So Elmendorf’s reply regarding a budget deficit can only refer to the Trust Fund running a deficit. If that is even the proper way to express it? When we take assets from savings in order to support an on going expense for which there is insufficient income over a period of time is that defined as a deficit? Maybe, but it is certainly not an increase to the general budget any more so than redeming any other form of Treasury debt can be considered a deficit.
Elmendorf is conflating the general budget with the Social Scurity/Trust Fund budget. The Trust Fund will not be deficient in any way in 2017. The Social Security benefits budget may run a deficit and that will be supplemented by Trust Fund assets. It isn’t really that difficult to understand unless one simply is trying to obfuscate the relationship between Social Security funds and general budget funding. The Turst Fund is a creditor to the general budget. Intergovernmental it may be, but the assets of the Trust Fund did not come from general income taxes. Those assets are the result of working Americans contributions to a retirement system said to b e guaranteed by the full faith and credit of the Unoted States of America. Elmendorf is conflating the facts and Kevin Glass is distributing the lie.
Jack
i am thinking there are two other tortured facts that would keep Elmendorf safe from a perjury charge:
one is if the Trust Fund is paying down principle… Elmendorf specifically referred to “interest.”

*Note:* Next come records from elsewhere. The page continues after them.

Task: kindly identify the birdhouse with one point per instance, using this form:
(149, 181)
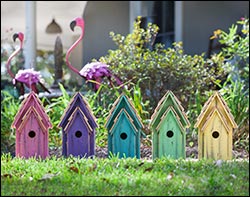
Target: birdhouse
(78, 128)
(168, 124)
(215, 129)
(124, 129)
(32, 123)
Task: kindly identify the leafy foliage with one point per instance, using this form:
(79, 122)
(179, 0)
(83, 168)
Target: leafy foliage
(137, 57)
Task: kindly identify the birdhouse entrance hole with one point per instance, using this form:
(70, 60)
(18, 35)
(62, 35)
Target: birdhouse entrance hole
(78, 134)
(123, 136)
(215, 134)
(32, 134)
(170, 133)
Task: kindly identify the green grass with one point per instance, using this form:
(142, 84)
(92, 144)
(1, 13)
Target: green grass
(119, 177)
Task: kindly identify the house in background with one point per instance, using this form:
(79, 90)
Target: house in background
(191, 22)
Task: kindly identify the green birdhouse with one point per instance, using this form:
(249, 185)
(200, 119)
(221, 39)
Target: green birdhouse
(168, 124)
(124, 129)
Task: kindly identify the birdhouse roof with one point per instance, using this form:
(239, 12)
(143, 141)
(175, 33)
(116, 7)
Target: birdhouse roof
(123, 115)
(31, 100)
(77, 113)
(169, 99)
(170, 113)
(123, 102)
(215, 101)
(78, 101)
(32, 112)
(215, 113)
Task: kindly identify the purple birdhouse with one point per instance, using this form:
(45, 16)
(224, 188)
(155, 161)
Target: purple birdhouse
(78, 128)
(32, 123)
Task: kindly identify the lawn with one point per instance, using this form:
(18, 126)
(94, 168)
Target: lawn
(119, 177)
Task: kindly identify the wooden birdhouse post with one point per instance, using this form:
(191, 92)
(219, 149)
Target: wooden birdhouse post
(78, 128)
(215, 129)
(32, 124)
(124, 129)
(168, 124)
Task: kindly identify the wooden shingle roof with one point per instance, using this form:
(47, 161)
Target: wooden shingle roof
(170, 111)
(123, 102)
(77, 113)
(215, 101)
(78, 101)
(169, 99)
(31, 101)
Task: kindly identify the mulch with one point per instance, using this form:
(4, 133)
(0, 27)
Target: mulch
(146, 152)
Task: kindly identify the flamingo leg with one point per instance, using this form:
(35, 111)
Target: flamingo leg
(21, 89)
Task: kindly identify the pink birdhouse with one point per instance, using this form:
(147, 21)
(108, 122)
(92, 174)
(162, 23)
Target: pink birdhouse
(32, 123)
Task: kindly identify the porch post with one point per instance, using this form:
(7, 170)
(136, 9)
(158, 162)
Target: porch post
(30, 35)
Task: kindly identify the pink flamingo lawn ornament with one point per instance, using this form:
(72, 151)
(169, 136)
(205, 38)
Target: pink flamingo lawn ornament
(27, 77)
(94, 71)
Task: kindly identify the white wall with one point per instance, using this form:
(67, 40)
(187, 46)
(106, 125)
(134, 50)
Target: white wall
(102, 17)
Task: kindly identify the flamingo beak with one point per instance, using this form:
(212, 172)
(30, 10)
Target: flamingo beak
(72, 25)
(15, 36)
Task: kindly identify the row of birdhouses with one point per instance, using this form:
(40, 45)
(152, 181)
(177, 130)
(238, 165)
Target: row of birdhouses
(168, 124)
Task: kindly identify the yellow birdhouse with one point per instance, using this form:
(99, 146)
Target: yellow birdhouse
(215, 129)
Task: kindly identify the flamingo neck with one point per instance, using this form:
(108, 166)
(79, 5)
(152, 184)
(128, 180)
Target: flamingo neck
(9, 60)
(69, 51)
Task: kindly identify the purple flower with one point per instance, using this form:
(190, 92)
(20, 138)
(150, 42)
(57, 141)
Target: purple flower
(28, 77)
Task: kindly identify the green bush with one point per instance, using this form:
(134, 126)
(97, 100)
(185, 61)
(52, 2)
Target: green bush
(159, 69)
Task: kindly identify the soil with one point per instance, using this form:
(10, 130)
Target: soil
(146, 152)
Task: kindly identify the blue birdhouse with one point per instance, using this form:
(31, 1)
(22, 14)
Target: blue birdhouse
(78, 128)
(124, 129)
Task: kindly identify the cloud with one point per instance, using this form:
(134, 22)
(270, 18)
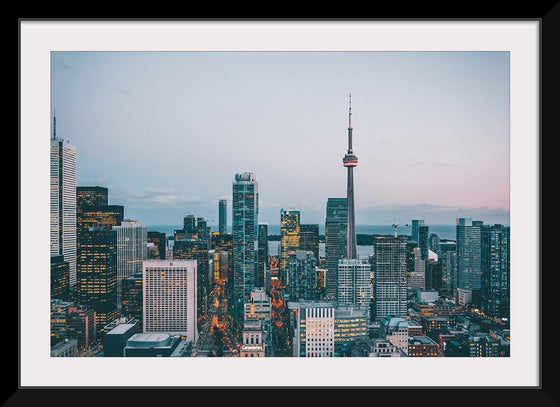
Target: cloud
(150, 198)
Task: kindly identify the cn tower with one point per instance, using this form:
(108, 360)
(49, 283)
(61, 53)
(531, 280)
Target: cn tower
(350, 161)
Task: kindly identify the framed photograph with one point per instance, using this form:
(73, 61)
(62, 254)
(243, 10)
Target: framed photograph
(440, 118)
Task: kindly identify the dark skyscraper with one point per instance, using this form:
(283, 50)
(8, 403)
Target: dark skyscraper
(60, 272)
(390, 287)
(495, 284)
(289, 238)
(423, 241)
(97, 273)
(245, 209)
(468, 260)
(262, 257)
(222, 216)
(159, 239)
(350, 161)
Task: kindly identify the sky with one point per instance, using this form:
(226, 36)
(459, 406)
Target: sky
(166, 132)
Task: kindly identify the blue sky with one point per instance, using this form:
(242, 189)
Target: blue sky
(165, 132)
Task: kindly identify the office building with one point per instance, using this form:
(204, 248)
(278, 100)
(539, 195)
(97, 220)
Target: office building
(132, 250)
(193, 242)
(63, 240)
(422, 346)
(423, 241)
(416, 279)
(335, 242)
(301, 281)
(64, 349)
(469, 266)
(99, 217)
(252, 344)
(262, 254)
(97, 273)
(309, 239)
(132, 298)
(116, 335)
(434, 244)
(152, 345)
(311, 326)
(159, 241)
(389, 270)
(189, 224)
(169, 297)
(350, 327)
(59, 319)
(81, 324)
(449, 273)
(289, 239)
(60, 278)
(91, 196)
(354, 282)
(245, 224)
(495, 284)
(222, 216)
(260, 306)
(415, 230)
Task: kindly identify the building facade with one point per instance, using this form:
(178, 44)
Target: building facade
(63, 238)
(389, 269)
(222, 216)
(245, 223)
(354, 282)
(312, 328)
(97, 273)
(495, 284)
(469, 262)
(301, 282)
(169, 297)
(132, 250)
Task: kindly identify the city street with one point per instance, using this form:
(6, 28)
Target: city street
(216, 338)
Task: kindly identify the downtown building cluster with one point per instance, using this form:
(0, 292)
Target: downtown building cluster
(120, 290)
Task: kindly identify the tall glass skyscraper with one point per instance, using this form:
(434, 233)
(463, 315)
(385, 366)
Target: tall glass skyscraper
(222, 216)
(415, 230)
(469, 269)
(389, 270)
(289, 238)
(97, 273)
(63, 202)
(495, 284)
(245, 204)
(132, 250)
(335, 241)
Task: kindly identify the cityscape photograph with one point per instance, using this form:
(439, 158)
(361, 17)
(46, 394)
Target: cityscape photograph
(280, 204)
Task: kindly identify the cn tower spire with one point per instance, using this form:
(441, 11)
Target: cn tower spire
(350, 161)
(350, 125)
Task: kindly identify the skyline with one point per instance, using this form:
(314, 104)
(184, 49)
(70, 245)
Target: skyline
(430, 128)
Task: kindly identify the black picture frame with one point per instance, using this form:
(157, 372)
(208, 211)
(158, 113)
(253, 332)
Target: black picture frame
(544, 395)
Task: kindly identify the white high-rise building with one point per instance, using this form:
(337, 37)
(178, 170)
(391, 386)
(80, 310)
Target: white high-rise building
(63, 203)
(312, 325)
(169, 297)
(132, 249)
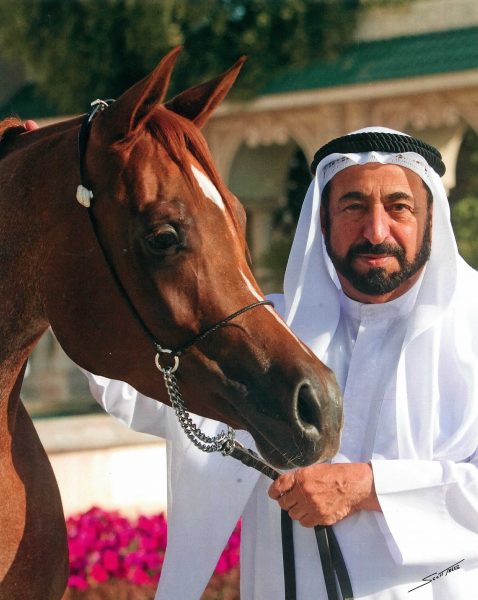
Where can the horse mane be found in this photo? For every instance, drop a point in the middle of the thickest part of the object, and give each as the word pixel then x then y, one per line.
pixel 179 136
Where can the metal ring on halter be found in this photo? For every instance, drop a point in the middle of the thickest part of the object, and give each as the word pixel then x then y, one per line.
pixel 166 369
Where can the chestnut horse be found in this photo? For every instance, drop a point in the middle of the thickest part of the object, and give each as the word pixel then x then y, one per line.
pixel 169 234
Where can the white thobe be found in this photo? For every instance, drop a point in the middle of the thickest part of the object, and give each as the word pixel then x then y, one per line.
pixel 424 528
pixel 430 508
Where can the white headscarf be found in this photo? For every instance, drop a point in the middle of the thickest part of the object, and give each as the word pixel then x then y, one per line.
pixel 439 357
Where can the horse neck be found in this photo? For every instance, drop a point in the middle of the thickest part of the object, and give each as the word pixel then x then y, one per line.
pixel 28 204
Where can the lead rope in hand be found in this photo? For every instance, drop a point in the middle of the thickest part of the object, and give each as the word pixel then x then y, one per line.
pixel 331 558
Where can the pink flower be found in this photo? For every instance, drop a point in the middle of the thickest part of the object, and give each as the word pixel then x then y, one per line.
pixel 110 560
pixel 105 546
pixel 78 582
pixel 99 573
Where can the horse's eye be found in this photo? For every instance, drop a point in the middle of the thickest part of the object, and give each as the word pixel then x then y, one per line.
pixel 162 238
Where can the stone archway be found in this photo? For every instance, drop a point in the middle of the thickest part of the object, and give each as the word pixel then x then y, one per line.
pixel 265 179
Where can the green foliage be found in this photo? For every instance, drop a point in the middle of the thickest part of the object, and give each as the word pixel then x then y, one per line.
pixel 464 216
pixel 77 50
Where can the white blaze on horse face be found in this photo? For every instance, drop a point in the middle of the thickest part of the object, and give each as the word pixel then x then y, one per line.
pixel 208 188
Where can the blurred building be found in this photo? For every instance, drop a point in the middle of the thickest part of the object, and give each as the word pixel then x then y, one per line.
pixel 412 67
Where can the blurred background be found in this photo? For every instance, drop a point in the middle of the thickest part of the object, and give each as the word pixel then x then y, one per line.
pixel 315 70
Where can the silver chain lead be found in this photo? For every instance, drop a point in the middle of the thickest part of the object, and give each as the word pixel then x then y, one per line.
pixel 222 442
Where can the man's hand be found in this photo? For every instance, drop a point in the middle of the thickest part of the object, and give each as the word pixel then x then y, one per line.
pixel 323 494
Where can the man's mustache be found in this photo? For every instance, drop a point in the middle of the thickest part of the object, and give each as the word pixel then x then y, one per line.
pixel 368 248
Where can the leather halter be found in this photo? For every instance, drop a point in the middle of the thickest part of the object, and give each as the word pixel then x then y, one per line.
pixel 99 106
pixel 333 564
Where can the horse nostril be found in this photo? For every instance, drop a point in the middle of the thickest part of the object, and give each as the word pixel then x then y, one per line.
pixel 308 408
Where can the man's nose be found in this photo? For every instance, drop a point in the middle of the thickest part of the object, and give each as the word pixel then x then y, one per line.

the other is if he was talking about Treasuring making up for the payroll tax holiday. this is what the payroll tax holiday was all about:
a way of partially and temporarily “killing” Social Security so that it would “arguably” run a deficit that they could talk about ..
but the fact remains that it was not Social Security that ran the deficit… it was the payroll tax holiday that prevented the people from paying into their retirement fund.